О событиях двадцатилетней давности она говорила, как о вчерашнем. Константин Михайлович во избежание осложнений усиленно кивал, слушая ее, и усердно записывал в книжицу все, что она говорила, хотя в зале находились две его стенографистки. Несмотря на грозный вид и повелительный тон Мариэтты, слушать ее было приятно и весело, тем более, как он догадывался, что это было отнюдь не самое страшное, что ему предстояло услышать.
Либединский поднял вопрос о резком и опасном снижении мастерства в послевоенной прозе. Сергей Антонов, подхватив его тезис, выразил обеспокоенность, что в докладе Константина Михайловича эта проблема отодвинута на третий план. Тут Каверин поспешил вставить, что докладу вообще не хватает мыслей, идей.
С особым ожесточением набросились все на Бабаевского, который был упомянут в его тезисах добрым словом. Досталось Софронову, Бубеннову, Сурову с его пресловутой «Зеленой улицей», хотя речь о драматургии в принципе не шла.
Оборонялся, как мог:
— Я не принадлежу к числу больших поклонников Бабаевского, но в его романах есть какой-то отклик на то, что интересовало читателя в то время. Читатель хотел знать о современной деревне.

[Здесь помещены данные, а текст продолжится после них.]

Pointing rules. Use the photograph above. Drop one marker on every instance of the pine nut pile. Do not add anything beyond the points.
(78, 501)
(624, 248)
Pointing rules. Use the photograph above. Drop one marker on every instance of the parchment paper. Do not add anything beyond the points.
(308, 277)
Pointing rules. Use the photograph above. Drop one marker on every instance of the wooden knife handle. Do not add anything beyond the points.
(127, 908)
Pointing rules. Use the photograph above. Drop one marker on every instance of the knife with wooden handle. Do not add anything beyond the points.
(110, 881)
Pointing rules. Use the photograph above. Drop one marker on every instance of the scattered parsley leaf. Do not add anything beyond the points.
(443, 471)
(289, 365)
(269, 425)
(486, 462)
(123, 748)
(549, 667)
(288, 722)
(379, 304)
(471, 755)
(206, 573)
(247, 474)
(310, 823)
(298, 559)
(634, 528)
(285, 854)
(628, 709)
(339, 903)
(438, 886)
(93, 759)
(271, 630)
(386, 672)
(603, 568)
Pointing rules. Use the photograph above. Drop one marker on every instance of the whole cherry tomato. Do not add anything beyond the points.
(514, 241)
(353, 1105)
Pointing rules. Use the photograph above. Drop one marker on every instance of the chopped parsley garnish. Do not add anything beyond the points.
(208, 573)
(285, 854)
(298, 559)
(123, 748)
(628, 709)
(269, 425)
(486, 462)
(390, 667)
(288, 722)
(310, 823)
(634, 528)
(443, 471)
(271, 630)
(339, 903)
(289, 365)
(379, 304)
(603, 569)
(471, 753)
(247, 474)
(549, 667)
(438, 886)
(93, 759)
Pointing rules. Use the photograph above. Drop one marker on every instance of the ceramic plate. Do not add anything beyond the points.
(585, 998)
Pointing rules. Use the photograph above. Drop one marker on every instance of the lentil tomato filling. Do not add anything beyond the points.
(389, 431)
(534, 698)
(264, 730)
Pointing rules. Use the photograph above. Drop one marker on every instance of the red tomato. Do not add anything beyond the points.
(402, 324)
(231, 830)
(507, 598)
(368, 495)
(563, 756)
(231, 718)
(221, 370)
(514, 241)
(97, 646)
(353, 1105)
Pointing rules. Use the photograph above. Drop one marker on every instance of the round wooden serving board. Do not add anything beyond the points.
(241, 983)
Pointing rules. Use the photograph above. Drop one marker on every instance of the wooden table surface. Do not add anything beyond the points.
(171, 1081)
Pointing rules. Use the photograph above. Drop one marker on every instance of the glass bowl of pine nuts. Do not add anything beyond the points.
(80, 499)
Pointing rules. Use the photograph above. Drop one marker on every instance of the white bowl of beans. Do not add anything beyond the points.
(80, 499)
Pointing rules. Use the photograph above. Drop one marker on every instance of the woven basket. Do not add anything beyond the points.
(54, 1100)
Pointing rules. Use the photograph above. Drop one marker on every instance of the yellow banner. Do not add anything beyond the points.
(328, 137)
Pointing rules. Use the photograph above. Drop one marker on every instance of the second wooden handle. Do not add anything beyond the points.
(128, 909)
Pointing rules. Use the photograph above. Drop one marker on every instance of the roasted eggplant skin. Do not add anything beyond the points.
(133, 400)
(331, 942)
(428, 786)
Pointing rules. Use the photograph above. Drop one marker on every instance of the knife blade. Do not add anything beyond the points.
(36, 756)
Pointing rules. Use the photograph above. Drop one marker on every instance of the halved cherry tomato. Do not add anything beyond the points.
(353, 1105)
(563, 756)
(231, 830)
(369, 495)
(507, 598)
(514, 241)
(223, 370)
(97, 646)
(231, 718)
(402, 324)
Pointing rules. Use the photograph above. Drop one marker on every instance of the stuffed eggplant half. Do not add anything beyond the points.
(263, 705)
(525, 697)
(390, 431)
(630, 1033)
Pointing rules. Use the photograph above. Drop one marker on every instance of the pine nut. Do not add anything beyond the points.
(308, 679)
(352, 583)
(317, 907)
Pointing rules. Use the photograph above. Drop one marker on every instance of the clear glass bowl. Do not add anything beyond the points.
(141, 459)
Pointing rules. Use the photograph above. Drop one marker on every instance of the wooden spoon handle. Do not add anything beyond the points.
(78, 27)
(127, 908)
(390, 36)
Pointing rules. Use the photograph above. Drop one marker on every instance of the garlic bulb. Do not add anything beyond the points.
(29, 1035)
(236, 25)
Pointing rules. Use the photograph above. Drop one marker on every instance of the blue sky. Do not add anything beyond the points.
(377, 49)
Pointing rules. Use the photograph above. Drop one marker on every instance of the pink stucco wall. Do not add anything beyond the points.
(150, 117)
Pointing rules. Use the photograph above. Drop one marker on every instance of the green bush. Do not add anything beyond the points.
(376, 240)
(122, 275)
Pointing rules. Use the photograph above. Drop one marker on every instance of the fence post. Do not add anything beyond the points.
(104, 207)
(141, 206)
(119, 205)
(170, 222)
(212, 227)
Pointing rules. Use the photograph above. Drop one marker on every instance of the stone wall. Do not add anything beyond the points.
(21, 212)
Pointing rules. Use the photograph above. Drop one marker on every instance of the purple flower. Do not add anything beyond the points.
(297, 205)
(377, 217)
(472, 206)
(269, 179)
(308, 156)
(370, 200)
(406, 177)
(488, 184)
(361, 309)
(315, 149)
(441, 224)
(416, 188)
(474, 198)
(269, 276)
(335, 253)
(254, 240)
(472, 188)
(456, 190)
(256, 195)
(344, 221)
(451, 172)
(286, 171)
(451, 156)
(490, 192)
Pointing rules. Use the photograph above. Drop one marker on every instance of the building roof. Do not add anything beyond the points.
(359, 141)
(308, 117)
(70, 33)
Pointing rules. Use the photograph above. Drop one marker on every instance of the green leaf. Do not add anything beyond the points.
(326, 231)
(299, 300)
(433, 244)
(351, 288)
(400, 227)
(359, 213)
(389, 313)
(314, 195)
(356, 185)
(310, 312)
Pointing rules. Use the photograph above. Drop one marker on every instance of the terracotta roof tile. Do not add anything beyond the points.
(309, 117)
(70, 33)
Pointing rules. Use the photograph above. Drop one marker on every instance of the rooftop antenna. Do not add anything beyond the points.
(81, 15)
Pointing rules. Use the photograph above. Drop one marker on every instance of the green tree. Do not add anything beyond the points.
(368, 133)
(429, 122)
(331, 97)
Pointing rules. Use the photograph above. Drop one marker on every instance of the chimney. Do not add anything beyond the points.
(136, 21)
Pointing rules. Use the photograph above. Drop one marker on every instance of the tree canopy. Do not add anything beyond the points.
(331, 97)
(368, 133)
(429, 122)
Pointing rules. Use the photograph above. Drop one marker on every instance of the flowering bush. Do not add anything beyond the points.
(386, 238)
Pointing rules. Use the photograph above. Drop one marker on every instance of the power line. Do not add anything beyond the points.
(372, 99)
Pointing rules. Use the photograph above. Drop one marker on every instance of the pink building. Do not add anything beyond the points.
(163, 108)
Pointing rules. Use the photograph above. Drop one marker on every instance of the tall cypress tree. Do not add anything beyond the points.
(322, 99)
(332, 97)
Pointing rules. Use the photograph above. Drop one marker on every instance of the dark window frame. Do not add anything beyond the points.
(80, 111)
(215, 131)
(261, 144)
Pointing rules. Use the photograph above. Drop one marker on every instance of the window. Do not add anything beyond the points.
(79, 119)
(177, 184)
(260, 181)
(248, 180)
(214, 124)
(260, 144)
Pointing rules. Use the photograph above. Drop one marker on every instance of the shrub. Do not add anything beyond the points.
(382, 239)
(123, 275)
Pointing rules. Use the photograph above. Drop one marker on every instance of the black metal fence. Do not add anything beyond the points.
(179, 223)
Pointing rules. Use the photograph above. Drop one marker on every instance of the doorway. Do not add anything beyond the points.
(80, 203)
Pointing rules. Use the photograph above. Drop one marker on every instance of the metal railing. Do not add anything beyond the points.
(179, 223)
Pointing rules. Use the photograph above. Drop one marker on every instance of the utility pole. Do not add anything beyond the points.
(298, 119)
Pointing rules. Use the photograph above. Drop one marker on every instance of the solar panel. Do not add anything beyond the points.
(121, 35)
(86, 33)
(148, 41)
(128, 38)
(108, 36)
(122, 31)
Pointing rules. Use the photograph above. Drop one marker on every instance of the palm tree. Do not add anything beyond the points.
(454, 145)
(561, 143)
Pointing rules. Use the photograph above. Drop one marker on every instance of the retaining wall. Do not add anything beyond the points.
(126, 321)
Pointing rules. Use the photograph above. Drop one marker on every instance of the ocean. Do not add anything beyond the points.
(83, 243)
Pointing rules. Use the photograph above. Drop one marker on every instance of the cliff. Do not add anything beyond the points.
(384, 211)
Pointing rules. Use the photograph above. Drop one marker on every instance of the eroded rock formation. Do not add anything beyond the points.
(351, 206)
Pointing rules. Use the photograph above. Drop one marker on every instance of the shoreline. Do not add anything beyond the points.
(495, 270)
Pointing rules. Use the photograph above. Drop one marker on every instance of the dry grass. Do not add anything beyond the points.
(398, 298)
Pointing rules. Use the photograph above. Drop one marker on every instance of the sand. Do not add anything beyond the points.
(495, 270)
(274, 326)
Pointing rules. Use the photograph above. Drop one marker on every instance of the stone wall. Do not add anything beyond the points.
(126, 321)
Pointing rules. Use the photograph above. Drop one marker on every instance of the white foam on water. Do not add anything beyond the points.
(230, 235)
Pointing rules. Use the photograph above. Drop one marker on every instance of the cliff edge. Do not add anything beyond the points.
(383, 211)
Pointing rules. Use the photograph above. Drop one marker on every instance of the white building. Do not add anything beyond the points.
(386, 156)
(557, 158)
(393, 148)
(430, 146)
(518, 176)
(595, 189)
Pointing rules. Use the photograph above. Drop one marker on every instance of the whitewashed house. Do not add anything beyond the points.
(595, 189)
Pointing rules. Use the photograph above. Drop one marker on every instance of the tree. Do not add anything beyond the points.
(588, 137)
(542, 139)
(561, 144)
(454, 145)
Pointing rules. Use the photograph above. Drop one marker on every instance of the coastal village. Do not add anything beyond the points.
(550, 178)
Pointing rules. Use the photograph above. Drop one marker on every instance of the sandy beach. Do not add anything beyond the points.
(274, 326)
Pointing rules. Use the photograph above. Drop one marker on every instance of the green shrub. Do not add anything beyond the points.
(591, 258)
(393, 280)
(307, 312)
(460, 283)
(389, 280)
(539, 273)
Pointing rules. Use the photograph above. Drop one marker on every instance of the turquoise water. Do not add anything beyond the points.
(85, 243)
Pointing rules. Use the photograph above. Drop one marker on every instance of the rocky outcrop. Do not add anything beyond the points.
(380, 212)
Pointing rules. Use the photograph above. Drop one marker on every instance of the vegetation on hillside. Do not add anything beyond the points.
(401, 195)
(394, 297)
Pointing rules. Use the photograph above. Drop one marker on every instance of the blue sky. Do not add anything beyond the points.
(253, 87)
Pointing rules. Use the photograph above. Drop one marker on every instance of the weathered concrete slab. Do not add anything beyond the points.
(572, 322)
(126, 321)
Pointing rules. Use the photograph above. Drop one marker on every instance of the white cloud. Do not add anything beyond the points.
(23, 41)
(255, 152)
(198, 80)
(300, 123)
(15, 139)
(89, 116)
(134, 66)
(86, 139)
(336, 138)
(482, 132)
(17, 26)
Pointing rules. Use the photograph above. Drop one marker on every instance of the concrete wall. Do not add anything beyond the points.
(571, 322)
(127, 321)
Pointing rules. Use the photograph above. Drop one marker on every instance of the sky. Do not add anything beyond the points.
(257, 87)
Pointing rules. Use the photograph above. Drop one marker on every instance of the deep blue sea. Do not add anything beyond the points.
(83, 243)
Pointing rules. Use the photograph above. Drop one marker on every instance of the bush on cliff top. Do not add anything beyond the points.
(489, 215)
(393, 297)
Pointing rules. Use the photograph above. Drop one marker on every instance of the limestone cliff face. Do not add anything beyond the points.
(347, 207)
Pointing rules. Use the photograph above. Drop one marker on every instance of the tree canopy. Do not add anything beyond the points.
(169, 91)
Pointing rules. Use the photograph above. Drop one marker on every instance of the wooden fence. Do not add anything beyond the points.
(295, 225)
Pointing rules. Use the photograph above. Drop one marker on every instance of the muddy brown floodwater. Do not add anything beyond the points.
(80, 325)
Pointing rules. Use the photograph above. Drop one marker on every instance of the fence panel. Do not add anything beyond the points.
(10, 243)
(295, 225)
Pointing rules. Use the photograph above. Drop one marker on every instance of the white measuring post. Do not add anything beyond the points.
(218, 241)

— И что же он узнал? — выкрикнули из зала.
Не называя конкретных имен, Каверин заметил, что интересно было бы сказать несколько слов о замолчавших писателях. После войны они перестали писать. Почему?
Сергей Антонов предложил сказать в докладе о форме и формализме: «Мы видим на примере с живописью, как борьба с формализмом превращается в борьбу с новыми формами, что совершенно неверно».
Увы, не встретило поддержки и самое заветное — специально приведенные здесь в систему рассуждения о статье Померанцева в «Новом мире».
Разговор получился долгий, неприятный, колючий. Самое тяжкое было в том, что стороны обозначились не только по формальному, что ли, признаку — есть докладчик и есть его оппоненты. Ему виделось и слышалось что-то другое.
На съезде все, что таилось по углам, все, что могло показаться лишь плодом раненого воображения, выплеснулось наружу. Он выступал на съезде не раз: и с докладом, и в прениях. Затрещин, хороших, увесистых, раздал, быть может, даже больше, чем получил сам, но удовлетворения от этого не почувствовал.
Кто-то уловил и использовал в своих групповых интересах то, что он сам называл аллергией на него Хрущева. Ему теперь казалось, что она родилась куда раньше, чем злополучная передовица о Сталине. Может, еще во времена их мимолетных встреч на войне, может, подполковник Симонов, чувствовавший себя всегда чем-то большим, чем просто подполковник, не выказал при встрече должного почтения вспыльчивому генерал-лейтенанту.